The US Fed held steady on interest rates and rebuffed market’s fears of an inflation spiral. Powell and other members of the rate-setting panel stuck to their stance of no interest rate hikes till the end of 2023 and said that any inflation spike in the coming months will be transient.
To back its determination to keep monetary policy accommodative, the US Fed also hiked the limit for overnight reverse repo auction exposure to $80 billion from $30 billion earlier to assuage the mayhem in the US Treasury bond market.
Yet the market does not seem convinced.
Sensex has now sunk over 2,300 points in five sessions and is inching closer towards its first technical correction since the crash of last March caused by the COVID-19 pandemic.
Here are the major factors driving the skittishness in Indian equity market:
Bond market revolt
The US 10-year Treasury bond yield surged to as high as 1.72 per cent earlier today despite the dovish tone of the US Federal Reserve in what can be termed as a revolt by bond traders against the Fed’s policy stance. Money managers have suggested that a spike in US 10-year bond yields to 2 per cent will unleash chaos in global financial markets that are anyways quoting rich valuations.

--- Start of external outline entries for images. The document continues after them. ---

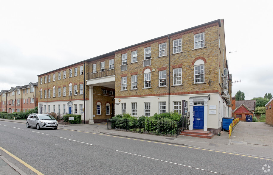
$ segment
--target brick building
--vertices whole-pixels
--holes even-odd
[[[268,102],[266,107],[266,123],[273,126],[273,98]]]
[[[16,86],[10,90],[2,90],[1,94],[1,111],[19,112],[34,108],[37,106],[37,83],[30,83],[23,86]]]

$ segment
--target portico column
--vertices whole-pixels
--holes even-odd
[[[93,87],[89,86],[89,124],[94,123],[93,119]]]

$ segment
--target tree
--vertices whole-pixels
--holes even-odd
[[[256,100],[256,107],[264,106],[269,101],[269,99],[266,98],[263,98],[262,97],[254,97],[251,100]]]
[[[241,90],[237,92],[235,94],[235,100],[236,101],[245,100],[245,93]]]

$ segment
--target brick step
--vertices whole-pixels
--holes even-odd
[[[199,138],[205,138],[210,139],[212,138],[213,136],[214,135],[214,134],[212,134],[212,133],[211,133],[210,134],[207,135],[201,135],[200,134],[198,134],[199,133],[196,133],[194,134],[185,134],[181,133],[180,134],[180,135],[185,135],[185,136],[190,136],[191,137],[198,137]]]

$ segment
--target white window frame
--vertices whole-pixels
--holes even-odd
[[[182,52],[182,45],[181,38],[173,41],[173,54]]]
[[[167,85],[167,71],[161,71],[158,72],[158,86],[165,87]]]
[[[166,113],[166,102],[160,101],[159,102],[159,113],[163,114]]]
[[[167,55],[167,43],[164,43],[158,45],[158,56],[163,57]]]
[[[205,33],[203,32],[194,35],[194,49],[205,47]]]
[[[132,75],[131,78],[131,89],[137,89],[137,75]]]
[[[132,52],[131,53],[131,62],[133,63],[137,62],[137,50]]]
[[[121,77],[121,90],[127,90],[127,77]]]
[[[182,68],[173,69],[173,85],[174,86],[182,84]]]
[[[78,68],[74,68],[74,76],[77,76],[78,75]]]
[[[131,112],[132,116],[137,116],[137,104],[136,103],[131,103]]]

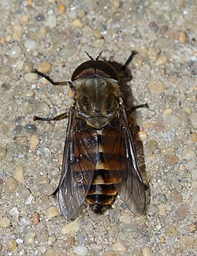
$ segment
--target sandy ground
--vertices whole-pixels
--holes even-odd
[[[196,1],[0,1],[1,255],[196,255]],[[67,86],[78,65],[129,65],[128,105],[148,103],[129,120],[142,147],[146,212],[135,217],[118,197],[103,215],[82,206],[74,221],[50,196],[58,184]],[[129,81],[131,80],[131,81]],[[128,96],[128,95],[127,95]],[[129,102],[130,100],[130,102]],[[130,103],[129,103],[130,102]]]

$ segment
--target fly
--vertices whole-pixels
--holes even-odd
[[[69,113],[53,118],[34,116],[34,120],[69,118],[61,178],[57,187],[64,217],[74,218],[85,200],[101,214],[117,194],[136,216],[145,207],[145,192],[132,136],[120,90],[120,77],[100,55],[83,62],[70,82],[53,82],[35,70],[53,86],[69,85],[74,102]],[[132,52],[124,66],[130,63]],[[124,70],[123,70],[124,71]],[[146,106],[147,104],[134,108]]]

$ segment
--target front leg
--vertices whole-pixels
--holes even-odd
[[[32,73],[37,74],[40,77],[45,78],[49,81],[53,86],[65,86],[68,85],[71,89],[74,89],[73,83],[70,81],[61,81],[61,82],[54,82],[52,78],[50,78],[47,74],[43,74],[37,70],[33,70]]]
[[[148,103],[140,104],[140,105],[137,105],[137,106],[132,106],[132,107],[130,107],[130,108],[126,108],[126,112],[131,113],[131,112],[132,112],[133,110],[136,110],[136,109],[140,109],[140,108],[142,108],[142,107],[145,107],[145,108],[148,109],[148,108],[149,108],[149,106],[148,106]]]
[[[33,121],[37,121],[37,120],[41,120],[41,121],[58,121],[58,120],[62,120],[65,118],[68,118],[68,113],[63,113],[59,115],[57,115],[57,117],[54,118],[40,118],[40,117],[37,117],[36,115],[33,116]]]

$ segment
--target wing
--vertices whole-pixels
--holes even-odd
[[[144,186],[124,106],[120,106],[120,119],[104,130],[102,138],[104,158],[117,194],[135,215],[140,216],[145,207]]]
[[[97,155],[97,133],[93,129],[81,129],[81,122],[77,121],[75,110],[71,108],[58,186],[60,208],[67,220],[76,215],[85,201]]]

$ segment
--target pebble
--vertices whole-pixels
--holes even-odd
[[[151,249],[148,247],[143,248],[142,254],[143,254],[143,256],[152,256],[152,255]]]
[[[147,138],[148,138],[147,132],[144,130],[139,131],[136,134],[136,139],[140,142],[145,141]]]
[[[20,25],[15,25],[13,27],[12,38],[14,41],[21,40],[22,38],[23,29]]]
[[[130,222],[124,226],[123,229],[124,233],[132,233],[137,230],[137,225],[135,222]]]
[[[24,168],[22,166],[17,166],[15,172],[16,180],[18,183],[25,184]]]
[[[60,174],[60,169],[58,167],[54,167],[50,172],[50,176],[54,178],[58,177]]]
[[[50,184],[42,184],[40,190],[44,195],[51,195],[54,192],[54,189]]]
[[[53,243],[54,242],[56,242],[56,237],[55,236],[53,236],[53,235],[51,235],[51,236],[49,236],[49,239],[48,239],[48,243],[49,243],[49,245],[53,245]]]
[[[11,58],[17,58],[20,57],[21,54],[22,54],[22,50],[18,46],[15,46],[12,47],[9,51],[9,56]]]
[[[191,139],[192,143],[196,143],[197,142],[197,133],[192,133],[191,134]]]
[[[50,114],[50,108],[45,102],[39,102],[37,104],[37,110],[39,112],[42,113],[43,115],[49,115]]]
[[[43,15],[42,14],[39,14],[36,16],[36,21],[38,22],[43,22],[45,19],[45,15]]]
[[[8,177],[6,182],[6,189],[9,193],[14,193],[18,187],[18,182],[12,177]]]
[[[65,12],[65,6],[63,3],[58,5],[58,13],[63,14]]]
[[[74,238],[69,238],[67,240],[63,242],[63,246],[65,250],[69,250],[73,246],[74,244]]]
[[[22,70],[24,73],[28,74],[33,70],[33,65],[30,62],[25,62],[22,66]]]
[[[144,146],[149,155],[156,153],[156,150],[158,149],[158,142],[153,139],[146,142]]]
[[[143,256],[143,254],[140,249],[135,249],[132,251],[132,256]]]
[[[31,123],[28,123],[25,126],[24,130],[29,134],[35,134],[37,132],[37,127]]]
[[[92,46],[94,48],[98,48],[101,49],[104,44],[104,40],[100,38],[100,39],[96,39],[93,42]]]
[[[32,244],[35,239],[35,237],[36,237],[35,231],[31,230],[31,231],[28,232],[25,236],[25,243],[26,245]]]
[[[61,214],[61,213],[60,213],[59,210],[54,206],[50,206],[47,210],[46,214],[45,214],[46,218],[48,218],[49,219],[52,219],[53,218],[58,216],[60,214]]]
[[[179,42],[180,43],[186,43],[187,41],[187,35],[184,32],[181,31],[179,33]]]
[[[195,189],[196,190],[197,189],[197,181],[195,180],[195,179],[192,179],[191,182],[191,187],[192,189]]]
[[[195,157],[195,152],[190,147],[186,148],[182,153],[182,157],[185,160],[191,160]]]
[[[151,81],[148,84],[148,88],[152,94],[163,94],[164,92],[164,88],[163,82],[161,81]]]
[[[45,254],[45,256],[56,256],[57,252],[54,248],[49,248],[47,250],[46,253]]]
[[[73,252],[79,256],[85,256],[88,254],[88,249],[82,246],[78,246],[73,248]]]
[[[105,251],[102,254],[102,256],[116,256],[116,253],[114,251]]]
[[[0,226],[3,229],[6,229],[10,226],[10,221],[7,217],[2,217],[0,218]]]
[[[62,58],[67,58],[73,56],[77,52],[77,47],[73,45],[68,45],[60,51],[60,56]]]
[[[119,21],[120,21],[122,18],[124,18],[124,12],[118,10],[115,10],[115,12],[112,13],[112,18],[114,22],[117,22]]]
[[[18,218],[19,215],[19,211],[17,207],[13,207],[10,211],[9,211],[10,215],[14,217],[14,218]]]
[[[136,69],[140,69],[144,62],[144,58],[142,57],[136,57],[132,61],[132,64],[136,67]]]
[[[167,229],[167,234],[171,237],[175,237],[178,234],[178,231],[175,226],[170,226]]]
[[[30,148],[31,150],[35,150],[40,143],[39,137],[37,134],[33,134],[30,138]]]
[[[51,15],[48,16],[45,22],[45,25],[46,26],[49,26],[51,29],[53,29],[54,27],[56,27],[57,26],[57,18],[56,18],[55,14],[51,14]]]
[[[34,98],[35,92],[33,90],[25,90],[21,96],[22,98]]]
[[[65,224],[62,229],[62,234],[66,234],[69,233],[77,233],[80,230],[79,223],[77,221],[72,222],[69,224]]]
[[[13,251],[17,248],[17,242],[16,240],[14,238],[10,238],[6,245],[6,247],[8,250]]]
[[[197,113],[191,113],[190,116],[191,125],[194,128],[197,128]]]
[[[3,75],[8,75],[12,72],[10,66],[4,64],[0,66],[0,74]]]
[[[187,205],[180,206],[175,211],[176,217],[183,221],[188,215],[189,210]]]
[[[7,155],[7,149],[5,146],[0,147],[0,159],[3,159]]]
[[[41,73],[47,73],[50,70],[50,69],[51,64],[47,62],[44,62],[37,66],[37,70]]]
[[[89,26],[85,26],[83,28],[83,35],[85,38],[89,38],[93,34],[93,30]]]
[[[165,65],[168,61],[166,55],[161,55],[156,62],[156,66]]]
[[[169,30],[168,35],[171,39],[177,40],[177,41],[179,39],[179,32],[176,30]]]
[[[160,216],[165,216],[166,214],[166,210],[165,210],[165,207],[164,206],[158,206],[158,214],[160,215]]]
[[[166,155],[164,157],[164,160],[169,165],[175,165],[177,162],[179,162],[179,158],[176,157],[175,155]]]
[[[174,115],[167,115],[165,118],[165,126],[167,130],[178,128],[180,123],[180,119]]]
[[[31,192],[26,187],[22,187],[20,190],[20,194],[22,198],[27,198],[31,194]]]
[[[40,222],[40,215],[38,213],[34,213],[33,216],[33,223],[37,225]]]
[[[156,213],[158,211],[158,209],[156,208],[156,206],[151,204],[149,206],[149,207],[148,208],[148,210],[147,210],[147,214],[150,215],[150,216],[152,216],[154,214],[156,214]]]
[[[36,235],[36,238],[39,242],[45,242],[48,241],[49,234],[48,231],[45,229],[40,230]]]
[[[82,22],[81,22],[80,19],[78,18],[76,18],[73,21],[72,24],[74,26],[77,26],[78,28],[81,29],[83,27],[83,24]]]
[[[173,113],[172,109],[167,108],[165,109],[164,111],[163,112],[164,115],[168,115]]]
[[[77,240],[82,244],[88,244],[89,239],[85,232],[80,232],[77,234]]]
[[[25,80],[28,82],[37,82],[37,74],[35,73],[28,73],[26,74],[25,76]]]
[[[25,41],[24,46],[26,48],[27,51],[30,51],[37,50],[39,45],[35,40],[27,39],[26,41]]]
[[[39,154],[43,158],[51,158],[51,151],[48,147],[41,148],[39,150]]]
[[[155,32],[158,32],[159,26],[155,21],[149,22],[148,26]]]
[[[116,253],[118,253],[120,254],[123,254],[126,252],[127,248],[124,246],[124,244],[121,242],[116,242],[112,246],[112,250],[114,250]]]
[[[183,235],[183,237],[180,238],[180,242],[185,248],[189,248],[192,245],[194,238],[190,235]]]

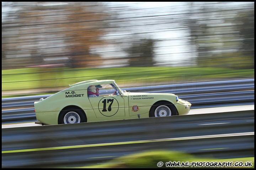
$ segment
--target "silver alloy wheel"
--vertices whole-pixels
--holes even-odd
[[[65,124],[80,123],[80,116],[76,112],[73,111],[69,112],[65,115],[64,120],[64,123]]]
[[[171,109],[165,105],[158,106],[155,110],[155,117],[164,117],[170,116],[171,115]]]

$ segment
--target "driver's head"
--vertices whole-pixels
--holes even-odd
[[[98,94],[99,88],[102,88],[102,86],[100,85],[97,85],[96,86],[90,86],[88,88],[88,90],[92,92]]]

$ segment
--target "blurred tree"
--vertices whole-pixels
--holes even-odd
[[[242,48],[240,51],[243,54],[244,58],[250,61],[251,64],[244,66],[243,68],[254,68],[254,2],[252,3],[254,7],[245,12],[239,13],[238,17],[234,19],[237,25],[237,29],[242,39]],[[248,68],[248,66],[249,67]]]
[[[191,45],[198,53],[198,66],[254,68],[254,2],[244,6],[229,2],[225,4],[228,9],[214,11],[226,2],[209,2],[210,7],[208,2],[189,3],[185,24]]]
[[[2,39],[8,40],[4,46],[2,42],[2,59],[4,51],[8,60],[22,60],[23,67],[63,62],[66,58],[73,67],[100,66],[97,61],[100,56],[92,54],[90,47],[104,42],[109,13],[104,12],[104,4],[13,2],[7,6],[4,20],[2,12]]]
[[[142,39],[134,42],[128,51],[130,66],[151,66],[153,60],[154,40]]]

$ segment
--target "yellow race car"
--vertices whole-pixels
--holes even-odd
[[[174,94],[122,90],[113,80],[78,83],[34,103],[38,121],[56,125],[187,114],[191,104]]]

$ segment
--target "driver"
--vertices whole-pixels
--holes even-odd
[[[90,86],[87,89],[87,95],[88,97],[98,97],[99,88],[102,88],[100,85],[96,86]]]

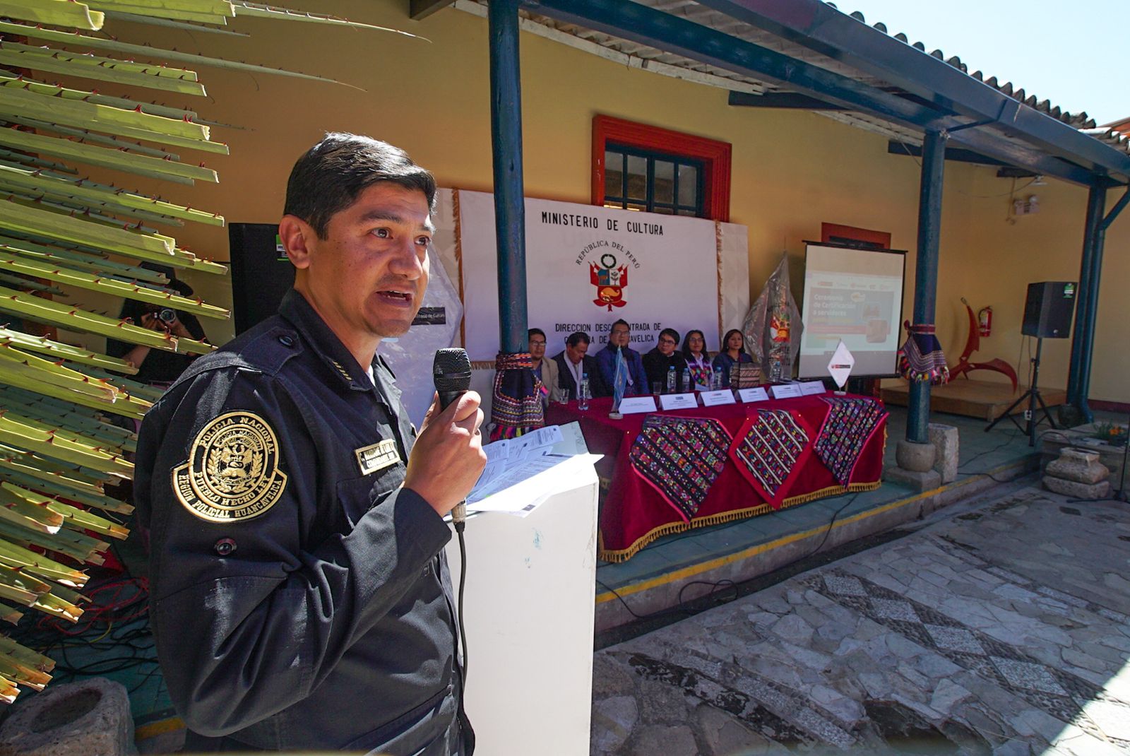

The tantrum in the US bond market was also reflected in the Indian market as well as the 10-year government bond yields surged past the crucial psychological level of 6.2 per cent.
Second wave fears
The surging COVID-19 cases around the country has sparked fears of a second wave of the pandemic hitting India in the coming weeks that may hamper the recovery of the economy from its first-ever technical recession in several decades. Comments by politicians about localised lockdown will hurt mobility and may force investors to downgrade their earnings and growth expectations in the coming days.
Vaccine frustration
Reports that a significant amount of COVID-19 vaccinations in India may be wasted due to lower off-take and a slower-than-expected rollout by the government has also sparked concerns that the country may not be able to achieve herd immunity as soon as expected earlier. Nomura said that it expects 30 per cent of India’s population to be inoculated by 2021-end, but at current pace of vaccination the phase-1 rollout may not be finished till next year.
Margins concerns
The surging commodity prices across the world as captured in the Wholesale Price Inflation in February has resulted in analysts cautioning investors that operating margins of companies may come under pressure as moderate demand conditions inhibit price increases in several sectors. Surging product prices at a time when demand is yet to fully recover from the COVID-19 shock will undermine corporate profits going ahead, said analysts.